Podemos enxergar similitude nos versos 3 e 6 pela escolha de palavras embalsamada e


embalada, ambas reforçando a imagem do “corpo velado” da mulher. E, no 5º verso, o destaque
à candura das moças virgens: era a virgem do mar. Ainda, nos versos 7 e 8 a figura da virgem
é transportada à dimensão etérea, na qual o eu lírico adquire a posição de apreciador da mulher
amada, exaltando-a.

7 Era um anjo entre nuvens d'alvorada


8 Que em sonhos se banhava e se esquecia!
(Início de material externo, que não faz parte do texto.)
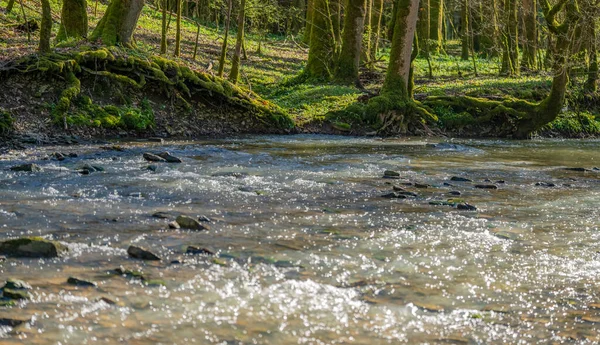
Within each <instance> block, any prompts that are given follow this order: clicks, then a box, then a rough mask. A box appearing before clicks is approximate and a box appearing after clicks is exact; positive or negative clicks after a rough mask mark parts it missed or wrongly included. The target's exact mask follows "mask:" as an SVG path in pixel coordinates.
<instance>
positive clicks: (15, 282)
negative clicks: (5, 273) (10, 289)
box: [2, 278, 31, 290]
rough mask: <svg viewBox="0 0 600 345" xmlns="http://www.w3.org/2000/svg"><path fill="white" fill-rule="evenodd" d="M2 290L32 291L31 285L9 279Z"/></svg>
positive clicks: (25, 282) (11, 279)
mask: <svg viewBox="0 0 600 345" xmlns="http://www.w3.org/2000/svg"><path fill="white" fill-rule="evenodd" d="M2 289H11V290H30V289H31V285H29V284H27V283H26V282H24V281H22V280H18V279H10V278H9V279H7V280H6V283H5V284H4V286H3V287H2Z"/></svg>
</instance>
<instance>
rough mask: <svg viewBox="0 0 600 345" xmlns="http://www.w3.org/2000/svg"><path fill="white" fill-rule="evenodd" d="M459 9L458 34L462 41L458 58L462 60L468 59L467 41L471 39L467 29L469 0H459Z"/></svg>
mask: <svg viewBox="0 0 600 345" xmlns="http://www.w3.org/2000/svg"><path fill="white" fill-rule="evenodd" d="M461 2H462V4H461V6H462V7H461V11H460V36H461V41H462V50H461V55H460V58H461V59H462V60H465V61H466V60H469V42H470V40H471V38H470V35H471V32H470V30H469V25H470V18H469V17H470V13H471V11H470V8H469V0H461Z"/></svg>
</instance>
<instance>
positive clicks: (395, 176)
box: [383, 170, 400, 179]
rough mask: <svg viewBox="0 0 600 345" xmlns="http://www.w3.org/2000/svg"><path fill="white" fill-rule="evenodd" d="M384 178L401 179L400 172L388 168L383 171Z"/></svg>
mask: <svg viewBox="0 0 600 345" xmlns="http://www.w3.org/2000/svg"><path fill="white" fill-rule="evenodd" d="M383 178H393V179H399V178H400V173H399V172H397V171H393V170H386V171H384V172H383Z"/></svg>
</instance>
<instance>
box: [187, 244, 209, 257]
mask: <svg viewBox="0 0 600 345" xmlns="http://www.w3.org/2000/svg"><path fill="white" fill-rule="evenodd" d="M185 253H186V254H191V255H203V254H204V255H215V253H214V252H213V251H212V250H210V249H206V248H199V247H195V246H188V247H187V248H186V250H185Z"/></svg>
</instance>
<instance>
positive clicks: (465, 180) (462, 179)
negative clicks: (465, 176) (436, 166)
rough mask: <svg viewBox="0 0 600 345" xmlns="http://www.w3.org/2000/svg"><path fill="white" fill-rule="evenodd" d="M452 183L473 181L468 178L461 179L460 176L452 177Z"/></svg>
mask: <svg viewBox="0 0 600 345" xmlns="http://www.w3.org/2000/svg"><path fill="white" fill-rule="evenodd" d="M450 181H454V182H472V180H470V179H468V178H466V177H460V176H452V177H451V178H450Z"/></svg>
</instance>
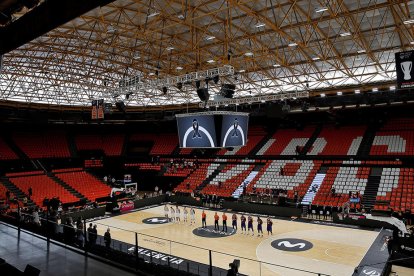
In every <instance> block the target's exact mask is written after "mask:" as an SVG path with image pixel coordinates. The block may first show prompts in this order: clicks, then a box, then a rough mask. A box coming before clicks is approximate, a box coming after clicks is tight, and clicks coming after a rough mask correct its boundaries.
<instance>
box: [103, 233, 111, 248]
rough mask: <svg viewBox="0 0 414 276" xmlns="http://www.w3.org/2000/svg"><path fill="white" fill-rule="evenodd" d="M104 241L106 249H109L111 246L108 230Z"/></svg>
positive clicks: (104, 237) (110, 233) (110, 234)
mask: <svg viewBox="0 0 414 276" xmlns="http://www.w3.org/2000/svg"><path fill="white" fill-rule="evenodd" d="M104 241H105V246H106V248H107V249H109V248H110V246H111V233H109V228H108V229H107V230H106V232H105V235H104Z"/></svg>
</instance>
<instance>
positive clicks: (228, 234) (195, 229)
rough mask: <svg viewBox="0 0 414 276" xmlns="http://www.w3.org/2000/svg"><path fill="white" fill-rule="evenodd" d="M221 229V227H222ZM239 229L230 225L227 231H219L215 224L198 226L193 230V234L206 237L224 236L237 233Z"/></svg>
mask: <svg viewBox="0 0 414 276" xmlns="http://www.w3.org/2000/svg"><path fill="white" fill-rule="evenodd" d="M220 230H221V228H220ZM236 232H237V230H236V229H233V228H231V227H229V228H228V229H227V232H226V231H217V230H214V227H213V226H207V227H206V228H203V227H198V228H196V229H194V230H193V234H194V235H197V236H200V237H205V238H222V237H228V236H232V235H234V234H236Z"/></svg>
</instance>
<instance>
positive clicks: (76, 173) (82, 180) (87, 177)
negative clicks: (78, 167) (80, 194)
mask: <svg viewBox="0 0 414 276" xmlns="http://www.w3.org/2000/svg"><path fill="white" fill-rule="evenodd" d="M56 177H58V178H59V179H61V180H63V181H64V182H65V183H66V184H68V185H69V186H71V187H72V188H73V189H75V190H77V191H78V192H80V193H81V194H82V195H84V196H85V197H86V198H88V199H89V200H91V201H95V200H96V199H97V198H101V197H107V196H109V194H110V192H111V187H109V186H108V185H106V184H104V183H103V182H101V181H99V180H98V179H96V178H95V177H94V176H92V175H90V174H88V173H86V172H84V171H76V172H67V173H59V174H56Z"/></svg>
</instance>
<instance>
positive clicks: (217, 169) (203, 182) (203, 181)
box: [195, 164, 226, 192]
mask: <svg viewBox="0 0 414 276" xmlns="http://www.w3.org/2000/svg"><path fill="white" fill-rule="evenodd" d="M224 167H226V164H220V165H219V166H218V167H217V169H215V170H214V171H213V172H212V173H211V174H210V175H209V176H208V177H207V178H206V179H205V180H203V182H201V184H200V185H198V187H197V188H196V189H195V191H197V192H200V191H201V190H203V189H204V187H205V186H207V185H208V184H209V183H210V181H211V180H213V179H214V178H215V177H216V176H217V175H218V174H219V173H220V172H221V171H222V170H223V169H224Z"/></svg>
Adiante, na 3ª estrofe, as qualidades observadas pela voz poética perdem seu caráter
cândido e tomam traços lascivos. A escolha de sintagmas como seio palpitando e formas nuas
denotam tais traços. Há de se observar que o apelo sexual adjacente à morbidez emana da
imagética ultrarromântica, fonte da qual bebe Álvarez de Azevedo e muitos outros de sua
geração.

9 Era a mais bela! Seio palpitando...


10 Negros olhos as pálpebras abrindo...
11 Formas nuas no leito resvalando...

No último terceto, por fim, a voz poética quebra a rememoração da amada morta e a ela
se dirige. Em catarse, o eu lírico declara as noites passadas em luto e a paixão que perdura, e,
nesse ponto, a dimensão do sonhar introduzida no 8o verso se fecha com a afirmação de amor
que perdurará até o fim da vida: Por ti - nos sonhos morrerei sorrindo! Procedimentalmente,
nos últimos versos, 13º e 14º, o uso da anáfora por ti é de grande valia. A repetição do referente
– a amada – e causa de luto e lamento da voz poética reforça suas próprias ações pela figura
funesta.

13 Por ti - as noites eu velei chorando,


14 Por ti - nos sonhos morrerei sorrindo!

Considerações finais

O poema aborda questões centenárias de amor, perda, idealização e desejo, todos estes
evocados anteriormente pela inspiração ultrarromântica. Álvares de Azevedo, seguidor e
apreciador desse movimento estético ora fúnebre ora lascivo, o imprime em Soneto sob a
perspectiva de um amante em luto. Amante esse cujo desejo é latente e não consumado e cuja
paixão é destruída pela efemeridade da vida. A amada, agora distante, é revivescida na natureza
e essa, ao ser observada pela voz poética, é colocada em paralelo com a mulher morta,
estabelecendo no plano da metáfora e da símile a relação da mulher com o mar e a noite. Há
de se acrescentar, por fim, que sob esse mesmo plano o eu lírico despejará suas emoções e fará
idealizações, transportando-nos para um plano de ordem fantástica, de anjos em nuvens
d’alvorada.
Em conclusão, este estudo buscou interpretar o poema escolhido sob a luz de seus
constituintes linguísticos: metáforas, símiles e anáforas, bem como de sua métrica e estrutura
rítmica. Sua análise foi realizada buscando-se mergulhar no imaginário ultrarromântico, à
medida que constatações pudessem ser feitas a partir do efeito de organicidade dos elementos
linguísticos supracitados.
Referências

MIRANDA, J. A., & SOUZA, R. T. O verso decassílabo. 2018

BANDEIRA, Manuel. A versificação em língua portuguesa. In: Editora Delta. Enciclopédia


Delta Larousse. 2. ed. rev. e atualizada. Rio de Janeiro: Delta, 1968.

AZEVEDO, Álvares de. Lira dos Vinte Anos. São Paulo: Martins Fontes, 1996.